He then produced the strange looking shears, half scissors, half comb, which I had not seen since my days with the barber back home, and he hacked away with those. He tousled up what hair I had left, combed through it again, and gave me a quick brush down. This was followed by some slower, more deliberate, trimming with scissors and comb. More and more hair fell, slid down the cape, and joined the great heap on the floor.

Another combing into place, another brushing down.

"Any more off the top, sir?"

"No, I think that is enough, thank you, Mr Johnson."

l heard a trickle of water, and the soft wet bristles of a shaving brush went round my ears and across the back of my neck. The razor followed. The barber grasped my head firmly, squashed down my ears, and then pulled my skin taught with his thumb so the bristles would stand to attention and be cut down close. He looked at his work critically for a moment, smeared some warm soapy water on my upper lip, gripped hold of my nose, forced my head up and backwards, and the slight fluff of my budding moustache fell beneath the razor.

Then my whole head - scalp, neck, ears, face - was doused with fiery, smarting, stinging stuff - shocking me with an inexplicable pleasure. He wiped round my face and neck with a rough towel, and then rubbed hard on the top. "That feels a bit fresher, doesn't it, young man?

"Yes, sir. Thank you, sir.

The barber finally combed everything neatly into place, squirted some powder onto the back of my neck (I have never understood what all this powder was for, barbers never seem to use it now) and brushed me down once again.

He turned to my uncle. "How is that, sir?

My uncle came over to inspect. "Yes, that is the most tremendous improvement. Thank you, Mr Johnson. Turn the boy round, and let me see the back.

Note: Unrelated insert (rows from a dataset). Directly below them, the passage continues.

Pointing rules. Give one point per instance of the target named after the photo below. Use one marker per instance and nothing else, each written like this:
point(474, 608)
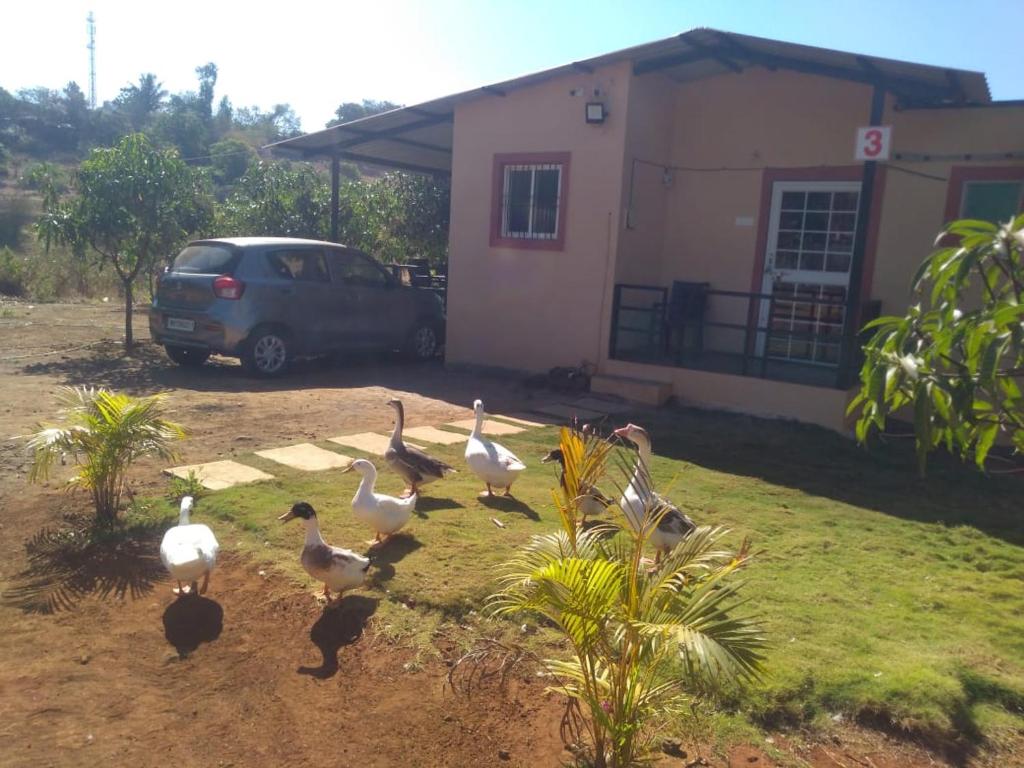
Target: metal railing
point(738, 333)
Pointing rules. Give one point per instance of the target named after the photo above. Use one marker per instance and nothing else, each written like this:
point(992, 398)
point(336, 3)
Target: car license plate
point(178, 324)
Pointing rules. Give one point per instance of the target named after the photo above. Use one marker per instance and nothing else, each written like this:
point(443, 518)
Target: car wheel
point(267, 352)
point(186, 355)
point(422, 343)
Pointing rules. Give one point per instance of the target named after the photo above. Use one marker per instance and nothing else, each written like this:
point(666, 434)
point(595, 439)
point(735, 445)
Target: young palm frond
point(103, 432)
point(645, 642)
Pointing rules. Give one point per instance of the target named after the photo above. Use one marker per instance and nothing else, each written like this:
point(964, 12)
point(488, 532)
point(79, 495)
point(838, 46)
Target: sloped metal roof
point(419, 138)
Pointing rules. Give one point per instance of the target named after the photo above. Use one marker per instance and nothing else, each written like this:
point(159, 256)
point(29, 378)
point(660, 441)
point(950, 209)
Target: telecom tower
point(92, 59)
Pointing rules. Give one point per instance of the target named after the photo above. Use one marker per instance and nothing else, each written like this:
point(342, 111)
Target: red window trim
point(961, 174)
point(829, 173)
point(498, 177)
point(824, 173)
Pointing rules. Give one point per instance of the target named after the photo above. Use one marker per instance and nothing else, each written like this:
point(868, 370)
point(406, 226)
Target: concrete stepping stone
point(530, 421)
point(219, 475)
point(369, 442)
point(567, 412)
point(433, 434)
point(306, 457)
point(489, 426)
point(605, 407)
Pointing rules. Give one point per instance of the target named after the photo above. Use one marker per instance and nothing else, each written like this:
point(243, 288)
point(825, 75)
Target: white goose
point(493, 463)
point(386, 514)
point(188, 551)
point(640, 497)
point(338, 568)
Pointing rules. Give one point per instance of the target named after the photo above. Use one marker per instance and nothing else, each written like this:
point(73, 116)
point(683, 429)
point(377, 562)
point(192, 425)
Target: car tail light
point(225, 287)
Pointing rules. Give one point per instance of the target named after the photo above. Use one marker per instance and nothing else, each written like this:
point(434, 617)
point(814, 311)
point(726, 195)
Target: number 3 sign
point(873, 142)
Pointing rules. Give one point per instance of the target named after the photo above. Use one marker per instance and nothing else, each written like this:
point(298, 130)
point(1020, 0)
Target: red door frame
point(818, 173)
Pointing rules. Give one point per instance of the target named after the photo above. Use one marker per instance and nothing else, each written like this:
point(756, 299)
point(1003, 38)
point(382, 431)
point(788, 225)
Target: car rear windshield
point(206, 259)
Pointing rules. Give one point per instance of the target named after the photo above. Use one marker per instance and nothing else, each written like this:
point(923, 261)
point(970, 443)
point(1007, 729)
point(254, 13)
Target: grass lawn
point(885, 596)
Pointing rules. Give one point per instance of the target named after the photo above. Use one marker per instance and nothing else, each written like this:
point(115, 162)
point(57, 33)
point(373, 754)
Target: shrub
point(103, 432)
point(645, 643)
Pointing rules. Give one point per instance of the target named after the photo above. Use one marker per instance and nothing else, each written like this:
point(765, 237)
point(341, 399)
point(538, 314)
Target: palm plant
point(645, 641)
point(103, 432)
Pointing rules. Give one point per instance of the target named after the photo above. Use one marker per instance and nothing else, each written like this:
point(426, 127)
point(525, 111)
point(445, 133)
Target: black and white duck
point(414, 466)
point(592, 501)
point(339, 569)
point(639, 497)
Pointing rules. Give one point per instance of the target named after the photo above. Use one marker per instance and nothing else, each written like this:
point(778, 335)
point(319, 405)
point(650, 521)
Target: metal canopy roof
point(419, 138)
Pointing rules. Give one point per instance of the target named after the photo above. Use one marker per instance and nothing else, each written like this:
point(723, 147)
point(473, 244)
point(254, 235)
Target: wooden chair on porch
point(685, 310)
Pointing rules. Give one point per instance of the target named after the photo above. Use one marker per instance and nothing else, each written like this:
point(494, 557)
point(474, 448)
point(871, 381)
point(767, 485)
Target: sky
point(316, 54)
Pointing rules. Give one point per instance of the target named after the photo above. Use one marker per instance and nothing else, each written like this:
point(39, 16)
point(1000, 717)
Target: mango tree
point(132, 205)
point(953, 365)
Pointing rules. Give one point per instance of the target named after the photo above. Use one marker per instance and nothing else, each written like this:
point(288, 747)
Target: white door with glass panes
point(807, 270)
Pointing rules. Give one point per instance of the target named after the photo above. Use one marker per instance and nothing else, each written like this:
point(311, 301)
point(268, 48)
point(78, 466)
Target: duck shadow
point(340, 625)
point(192, 621)
point(383, 558)
point(509, 504)
point(432, 504)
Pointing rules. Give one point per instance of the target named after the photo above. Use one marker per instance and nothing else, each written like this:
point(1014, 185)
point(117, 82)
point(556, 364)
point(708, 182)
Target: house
point(712, 216)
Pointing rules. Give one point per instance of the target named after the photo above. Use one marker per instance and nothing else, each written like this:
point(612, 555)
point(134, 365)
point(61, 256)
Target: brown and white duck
point(339, 569)
point(639, 499)
point(592, 501)
point(414, 466)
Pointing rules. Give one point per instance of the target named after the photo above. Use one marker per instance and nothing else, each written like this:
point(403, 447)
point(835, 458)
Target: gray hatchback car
point(268, 300)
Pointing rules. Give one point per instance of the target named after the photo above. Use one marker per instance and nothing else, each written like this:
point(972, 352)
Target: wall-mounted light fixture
point(595, 113)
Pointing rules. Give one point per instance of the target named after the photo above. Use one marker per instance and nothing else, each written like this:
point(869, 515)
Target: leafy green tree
point(134, 204)
point(140, 102)
point(954, 363)
point(207, 81)
point(104, 433)
point(278, 199)
point(350, 111)
point(230, 159)
point(644, 642)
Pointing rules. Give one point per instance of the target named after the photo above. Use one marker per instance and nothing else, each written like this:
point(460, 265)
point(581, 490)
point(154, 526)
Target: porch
point(796, 334)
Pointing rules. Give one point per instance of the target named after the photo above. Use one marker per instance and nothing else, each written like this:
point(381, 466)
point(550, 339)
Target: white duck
point(188, 551)
point(640, 498)
point(493, 463)
point(338, 568)
point(386, 514)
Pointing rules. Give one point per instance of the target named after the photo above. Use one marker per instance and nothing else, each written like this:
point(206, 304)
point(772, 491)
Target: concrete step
point(637, 390)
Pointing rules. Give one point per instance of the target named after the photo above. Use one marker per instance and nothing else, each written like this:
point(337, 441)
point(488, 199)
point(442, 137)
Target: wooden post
point(851, 330)
point(335, 174)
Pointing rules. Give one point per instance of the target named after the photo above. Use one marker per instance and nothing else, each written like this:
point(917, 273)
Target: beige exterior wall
point(534, 309)
point(771, 399)
point(531, 309)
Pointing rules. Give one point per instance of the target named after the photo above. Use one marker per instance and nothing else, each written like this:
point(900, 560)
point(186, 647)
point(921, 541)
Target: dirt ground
point(255, 674)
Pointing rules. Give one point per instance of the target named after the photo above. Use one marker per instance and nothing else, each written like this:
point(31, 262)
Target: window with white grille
point(530, 201)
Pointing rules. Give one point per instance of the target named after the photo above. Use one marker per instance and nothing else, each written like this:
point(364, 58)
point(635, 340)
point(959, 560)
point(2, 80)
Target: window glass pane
point(356, 269)
point(545, 201)
point(814, 241)
point(791, 220)
point(838, 262)
point(817, 221)
point(793, 201)
point(206, 260)
point(301, 265)
point(785, 260)
point(812, 260)
point(843, 221)
point(517, 200)
point(991, 201)
point(788, 241)
point(845, 201)
point(818, 201)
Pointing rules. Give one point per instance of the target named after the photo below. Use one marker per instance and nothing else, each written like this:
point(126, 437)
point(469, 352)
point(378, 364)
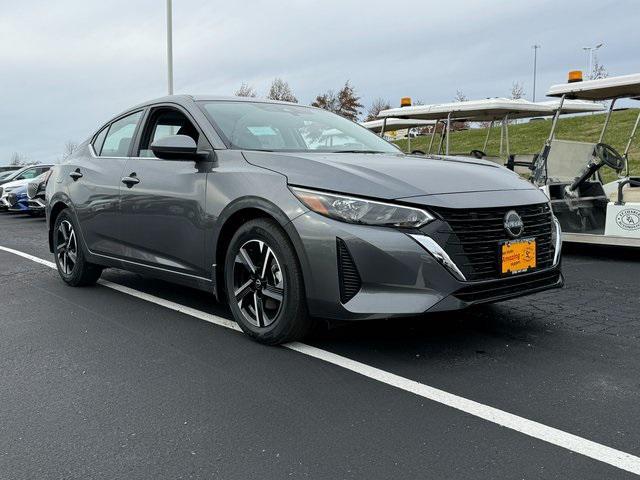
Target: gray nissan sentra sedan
point(290, 213)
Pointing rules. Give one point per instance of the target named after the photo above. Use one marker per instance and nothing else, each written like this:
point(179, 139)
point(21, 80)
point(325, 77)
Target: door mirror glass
point(175, 147)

The mirror gave me a jolt. I had two sticking-out ears, and the sides of my head had been clippered down to the skin, which stood stark white against the summer tan on my face. The mature, sophisticated, 1970s teenager had gone and been replaced by a 1950s schoolboy.

"I think we should go a little higher up the back, Mr Johnson. It wouldn't do to have any unsightly long hair showing at the back when the boy is wearing his school cap, would it?"

I almost opened my mouth to protest that it was more than short enough already, but I quickly
changed my mind, I could hear my uncle's reaction in my head, "I shall be the judge of that young man, followed by him asking the barber to take it shorter still, and then maybe something worse to come when we got back home.

"Of course, sir." came the barber's reply, "It won't take long, sir. If you would like to sit down for just a moment, sir."

My head was pushed forwards once more, and the angry wasp again began crawling over my scalp, up and down the back, and then a second time round the sides for good measure. There was some more snipping up the back with the scissors.

Another squirt of powder, and another brushing down.

"Short enough, sir?

"Yes, that's much better. Thank you, Mr Johnson."

The barber combed my hair into place one more time, and then picked up the hand mirror and
showed me the back of my head - now cruelly shorn, with two or three inches of naked scalp exposed above the natural hair line - and then the sides - similarly shaved for an inch or so around the ears.

"There you are, young man, all nicely cleaned up round the back and sides for you."

There was absolutely nothing I could do. I gave the required nods of approval.

"I'm sure that feels much better, doesn't it young man?"

What could I say? "Yes, sir.Thank you, sir.

The barber looked at my uncle. "Everything to your satisfaction, sir?

"Let us see, Mr Johnson. How do you like your haircut, Michael?

Again, what could I say? "It's very smart, sir. Thank you, sir."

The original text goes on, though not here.